Après avoir ouvert en 1996 le Bras du Parc dans le
massif du Piton des Neiges, Pascal Colas, guide de haute
montagne, accompagné d'une équipe scientifique va
entreprendre l'exploration de la ravine Bachelier,
toujours en partant du Piton, et en passant par le Gros
Morne. Pour la première fois une partie de la logistique
sera acheminée sur le toit de la Réunion par des ânes.
Deuxième plus haut sommet de notre île, culminant à
3 013 m, le Gros Morne est resté longtemps inviolé. Ce
n'est que le 1er septembre 1939 qu'une expédition partie
de Cilaos réussit à y planter le premier drapeau au
terme de quatre jours d'efforts. L'exploit ne sera
renouvelé que 41 ans plus tard (voir encadré).
"Aujourd'hui, indique Pascal Colas, fondateur de
Réunion Sensations, si le parcours reste périlleux et
technique, c'est une des classiques parmi les courses de
montagne. Nous avons été les premiers à la refaire et
à l'équiper, depuis l'expédition de 1980, en 1991 et
1992. Il faut compter deux jours au départ du Bloc à
Cilaos en passant par le Piton des Neiges. Le premier
jour nous montons au sommet du Piton puis nous nous
engageons en direction du Gros Morne jusqu'à atteindre
une anfractuosité de rocher où nous passons la nuit. Le
lendemain, nous poursuivons jusqu'au sommet du Gros
Morne, le retour à Cilaos se fait dans la foulée".
Raconté ainsi, cela a l'air tout simple, mais la
"balade" n'est pas à la portée du premier
venu. "Cela nécessite du matériel adapté et une
bonne connaissance de la montagne, confirme Pascal Colas,
mais le Gros Morne est inscrit à notre
"catalogue" des courses de montagne. Le site a
profondément changé à la fin des années 1980, suite
à un éboulis qui a d'ailleurs emporté à l'époque le
pont sur la route d'Ilet à Cordes. Tout un pan de la
montagne est descendu et nous avons dû équiper un
rappel de 20 m pour pouvoir atteindre le Gros Morne. Nous
n'y sommes pas retournés depuis la dernière saison des
pluies et nous risquons d'avoir des surprises".
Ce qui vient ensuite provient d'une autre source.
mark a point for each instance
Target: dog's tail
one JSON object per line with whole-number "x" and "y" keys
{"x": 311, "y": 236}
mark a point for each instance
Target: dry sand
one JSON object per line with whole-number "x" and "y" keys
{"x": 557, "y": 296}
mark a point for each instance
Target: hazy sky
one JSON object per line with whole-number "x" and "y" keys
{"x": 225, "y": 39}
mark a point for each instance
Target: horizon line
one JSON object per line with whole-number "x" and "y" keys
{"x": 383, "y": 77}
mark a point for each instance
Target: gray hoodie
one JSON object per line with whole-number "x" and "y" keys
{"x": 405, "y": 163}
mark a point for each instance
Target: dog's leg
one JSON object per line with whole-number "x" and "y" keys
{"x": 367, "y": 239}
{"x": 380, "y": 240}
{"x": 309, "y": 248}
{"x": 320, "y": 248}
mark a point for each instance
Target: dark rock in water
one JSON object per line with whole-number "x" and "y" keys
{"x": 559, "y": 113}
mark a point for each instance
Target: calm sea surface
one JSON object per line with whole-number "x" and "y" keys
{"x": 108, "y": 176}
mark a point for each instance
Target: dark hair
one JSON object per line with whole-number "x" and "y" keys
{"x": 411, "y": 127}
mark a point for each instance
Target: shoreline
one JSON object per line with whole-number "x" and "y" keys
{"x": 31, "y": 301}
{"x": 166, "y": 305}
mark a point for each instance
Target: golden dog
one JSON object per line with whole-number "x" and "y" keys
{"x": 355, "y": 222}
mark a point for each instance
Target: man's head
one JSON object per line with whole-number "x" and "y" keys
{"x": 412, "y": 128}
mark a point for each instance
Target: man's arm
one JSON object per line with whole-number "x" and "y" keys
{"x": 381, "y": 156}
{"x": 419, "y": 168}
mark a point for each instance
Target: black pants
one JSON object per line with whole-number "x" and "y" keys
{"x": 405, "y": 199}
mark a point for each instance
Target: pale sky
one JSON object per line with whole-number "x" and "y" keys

Le Gros Morne n'est en effet cette fois qu'une étape
dans l'expédition montée par Pascal Colas. Accompagné
du botaniste Frantz Limier, de l'ornithologue Jean-Michel
Probst, du médecin et photographe Jean-Luc Cheron, des
photographes Jacques Mouries et Hervé Douris et du
caméraman-réalisateur Emmanuel Prudhomme, le guide de
haute montagne va entreprendre l'exploration de la ravine
Bachelier.
DES ÂNES SUR LE TOIT DE LA RÉUNION
En matière de canyoning, Pascal Colas est une
référence locale (voir repères). En 1996, avec à peu
près la même équipe, il a descendu en onze jours,
déjà en partant du Piton des Neiges, le Bras Duparc,
qui rejoint d'ailleurs la ravine Bachelier, à hauteur de
la Source Pétrifiante au-dessus de Trou Blanc dans le
cirque de Salazie.
"Depuis sept ans, explique Pascal Colas,
spécialistes des progressions en montagne et des canyons
et spécialistes de la flore et de la faune locale, tous
passionnés des milieux naturels réunionnais, se
retrouvent autour d'une démarche commune s'articulant
autour de trois dimensions complémentaires : sportive,
scientifique et historique, riches de nouvelles
découvertes à chaque expédition. La quatrième
dimension quant à elle ne trouve toujours pas de mots
justes pour s'exprimer. Elle n'en demeure pas moins une
réalité sur le terrain pour les participants à de
telles aventures". Les membres de l'expédition
quitteront jeudi matin Cilaos. A noter que pour la
première fois des ânes seront mis à contribution pour
acheminer jusqu'au sommet du Piton des Neiges une partie
de la logistique indispensable. Appartenant à un
Irlandais, installé depuis peu à l'Ilet des Salazes sur
le sentier conduisant de la route d'Ilet à Cordes au col
du Taïbit, les deux quadrupèdes achemineront au total
240 kg sur le toit de la Réunion. Chacun d'entre eux
transportera 40 kg en trois rotations. Ce seront les
premiers à atteindre le point culminant de notre île.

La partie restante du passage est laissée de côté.